Ich mache den Kühlschrank auf und schaue nach, was drin ist. Sieht nach vegetarischem Eintopf aus, mit Grünkern. Das schmeckt mir eigentlich schon, aber heute hätte ich irgendwie mal wieder Lust auf Würstchen gehabt. Papa hat auch manchmal Lust auf Würstchen oder Fleisch. Aber ich weiß, dass er das tagsüber heimlich isst, wenn er in seiner Werkstatt Pause macht. Er will sich nicht mit Mami anlegen. Mami ist strenge Vegetarierin, das heißt, sie isst kein Fleisch - wegen des Klimas und wegen der Tiere.

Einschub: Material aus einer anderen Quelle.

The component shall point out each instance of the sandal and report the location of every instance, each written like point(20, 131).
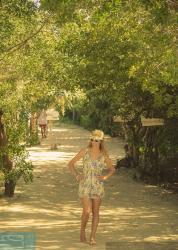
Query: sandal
point(92, 242)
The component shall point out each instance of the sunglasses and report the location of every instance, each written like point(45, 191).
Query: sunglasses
point(95, 140)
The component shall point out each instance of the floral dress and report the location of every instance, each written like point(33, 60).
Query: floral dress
point(90, 185)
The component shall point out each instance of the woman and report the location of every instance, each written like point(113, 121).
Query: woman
point(91, 186)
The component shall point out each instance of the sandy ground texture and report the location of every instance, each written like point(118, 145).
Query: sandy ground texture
point(133, 215)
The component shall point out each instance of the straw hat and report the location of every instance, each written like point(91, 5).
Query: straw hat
point(97, 135)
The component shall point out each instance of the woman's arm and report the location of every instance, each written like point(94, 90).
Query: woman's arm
point(74, 160)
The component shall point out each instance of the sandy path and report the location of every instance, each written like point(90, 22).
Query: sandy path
point(130, 212)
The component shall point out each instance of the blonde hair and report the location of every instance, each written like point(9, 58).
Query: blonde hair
point(98, 134)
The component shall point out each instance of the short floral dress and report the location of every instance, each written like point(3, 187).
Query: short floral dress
point(90, 185)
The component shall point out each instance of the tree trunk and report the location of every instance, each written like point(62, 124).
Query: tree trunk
point(9, 188)
point(9, 185)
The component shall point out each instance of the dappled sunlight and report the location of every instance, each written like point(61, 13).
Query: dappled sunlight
point(50, 205)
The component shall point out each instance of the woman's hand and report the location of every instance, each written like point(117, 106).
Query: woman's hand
point(102, 177)
point(79, 177)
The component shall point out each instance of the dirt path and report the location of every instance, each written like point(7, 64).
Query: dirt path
point(131, 211)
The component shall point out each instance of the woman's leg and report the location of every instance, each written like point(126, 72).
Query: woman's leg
point(86, 203)
point(96, 202)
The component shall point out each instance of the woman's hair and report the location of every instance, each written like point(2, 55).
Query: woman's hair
point(102, 146)
point(98, 135)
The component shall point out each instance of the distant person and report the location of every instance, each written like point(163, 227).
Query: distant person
point(42, 122)
point(91, 181)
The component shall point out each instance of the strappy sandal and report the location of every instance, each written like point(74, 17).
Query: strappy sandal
point(92, 242)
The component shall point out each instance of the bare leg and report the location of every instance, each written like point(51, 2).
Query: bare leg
point(86, 203)
point(96, 202)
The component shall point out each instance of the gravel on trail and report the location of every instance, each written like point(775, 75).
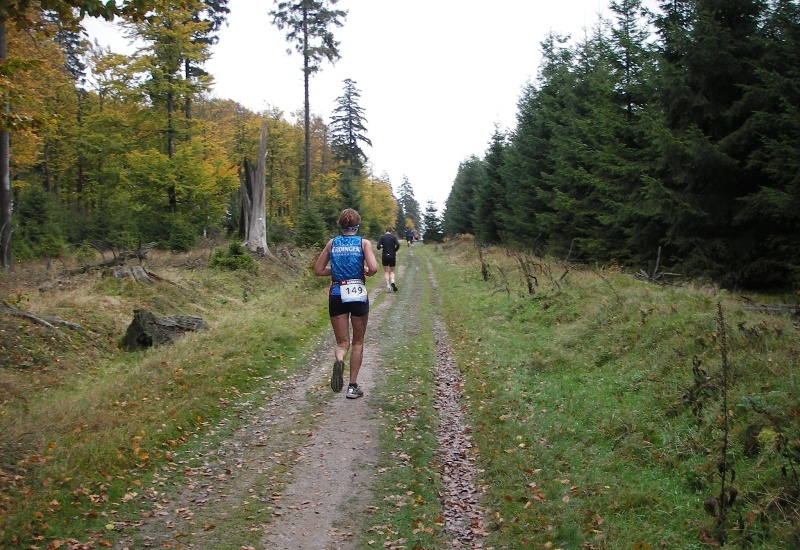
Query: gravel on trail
point(327, 453)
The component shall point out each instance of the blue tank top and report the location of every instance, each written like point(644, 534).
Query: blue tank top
point(347, 260)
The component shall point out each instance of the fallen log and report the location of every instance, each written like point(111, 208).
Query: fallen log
point(146, 330)
point(135, 272)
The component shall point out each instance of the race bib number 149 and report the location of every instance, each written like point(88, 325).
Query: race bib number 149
point(354, 292)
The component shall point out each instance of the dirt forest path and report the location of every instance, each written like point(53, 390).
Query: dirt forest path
point(299, 468)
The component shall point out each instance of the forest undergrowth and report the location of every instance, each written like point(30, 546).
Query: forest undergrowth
point(605, 411)
point(611, 412)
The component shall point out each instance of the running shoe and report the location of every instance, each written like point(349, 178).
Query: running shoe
point(354, 392)
point(337, 381)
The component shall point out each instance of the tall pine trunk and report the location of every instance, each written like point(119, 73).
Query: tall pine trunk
point(5, 176)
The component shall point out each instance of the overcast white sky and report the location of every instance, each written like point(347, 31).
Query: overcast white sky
point(435, 75)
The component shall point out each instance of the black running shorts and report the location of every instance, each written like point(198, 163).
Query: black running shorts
point(336, 307)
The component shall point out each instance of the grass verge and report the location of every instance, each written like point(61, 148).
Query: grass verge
point(602, 412)
point(86, 428)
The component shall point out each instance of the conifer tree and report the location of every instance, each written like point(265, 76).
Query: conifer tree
point(460, 204)
point(490, 195)
point(308, 24)
point(348, 130)
point(432, 224)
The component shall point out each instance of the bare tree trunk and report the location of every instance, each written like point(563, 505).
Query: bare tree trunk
point(245, 191)
point(257, 226)
point(5, 175)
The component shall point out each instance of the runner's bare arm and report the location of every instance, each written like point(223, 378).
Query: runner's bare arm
point(369, 258)
point(321, 267)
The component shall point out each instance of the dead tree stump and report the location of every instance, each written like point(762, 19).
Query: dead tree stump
point(147, 330)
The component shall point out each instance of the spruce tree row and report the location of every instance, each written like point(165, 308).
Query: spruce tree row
point(674, 131)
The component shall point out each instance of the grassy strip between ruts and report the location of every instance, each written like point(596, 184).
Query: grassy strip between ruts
point(407, 513)
point(602, 412)
point(90, 438)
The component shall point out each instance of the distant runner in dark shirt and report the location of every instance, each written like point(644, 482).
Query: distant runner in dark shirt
point(390, 245)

Ich stelle den Topf auf den Herd, schalte die Platte an und hole einen Löffel aus der Schublade, damit ich umrühren kann. Paulchen sitzt mit aufmerksam gespitzten Ohren neben mir und schaut erwartungsvoll auf den Topf, ob da vielleicht was für ihn abfallen könnte. „Nein, Paulchen, das ist kein Hunde-Essen“, erkläre ich ihm, und da legt er den Kopf schief. Es sieht aus, als könne er mich verstehen.

Eigentlich muss Paulchen dringend raus. Aber ich habe dringend Hunger. Deswegen esse ich den lauwarmen Eintopf direkt mit dem Löffel aus dem Topf, kontrolliere dreimal, dass der Herd auch wirklich aus ist und ziehe dann meine Draußen-Stiefel an. Paulchen hüpft aufgeregt um mich herum. Er weiß, was diese Schuhe bedeuten: Jetzt geht es gleich raus, und da freut er sich natürlich riesig. Ich schnappe mir die Jacke und die Leine, stecke eine Kacktüte ein, und dann sind wir weg. Es ist kein besonders schönes Wetter heute.

„Wenn man einen Hund will, muss man bei jedem Wetter mit ihm raus“, hatten mich meine Eltern gewarnt. Ich hatte versichert, dass mir das nichts ausmachen würde. Deswegen darf es mir jetzt auch nichts ausmachen. Wir müssen nicht lange gehen, dann sind wir schon aus der Siedlung. Vor uns liegen Wiesen, und weiter hinten kommt der Wald.

Ich mache Paulchen von der Leine, und er flitzt erstmal los wie eine Rennsemmel. Wie gerne schaue ich ihm dabei zu. Das lässt mich allen Ärger vergessen. Immer wieder kommt Paulchen zu mir, schaut mich an und wedelt fröhlich mit dem Schwanz, fordert mich zum Mitrennen auf. Paulchen ist ein echter Freund.

Allzu lange können wir heute nicht draußen sein, denn ich muss diese dumme Strafarbeit hinbekommen. Und irgendwie muss ich die Unterschrift kriegen. Ich überlege, ob ich schnell zu Papa in die Werkstatt soll, um ihn unterschreiben zu lassen. Papa hat eigentlich nie Zeit, er wird sich sicher keine 330 Wörter durchlesen.

Aber er hat mich mal darum gebeten, dass ich nur in die Werkstatt komme, wenn es wirklich richtig wichtig ist. Bestimmt würde er sagen, dass auch Mami unterschreiben kann.

So ein Mist, echt wahr! Ich will keinen Ärger kriegen, Ärger ist blöd. Da ist danach immer so eine schlechte Stimmung. Die Erwachsenen sagen „dicke Luft“ dazu, und irgendwie ist es wirklich so, dass man das Gefühl hat, man kann kaum noch atmen. Für heute beschließe ich, dass es am besten ist, wenn ich mit den Hausaufgaben und der Strafarbeit fertig bin, bis Mami von der Demo heimkommt.

2. Kapitel: Die Unterschrift

Mami bleibt echt lange weg. So lange geht keine Demo. Auch die Nach-Demo nicht. Ich weiß das, weil ich ja selbst schon auf einigen Demos dabei war. Da habe ich immer Schilder getragen, auf denen standen Sätze wie „Es ist fünf vor zwölf“ oder „Stoppt den Kohleabbau“ oder „Es gibt keinen Planet B“. Aber da waren wir spätestens am Nachmittag fertig.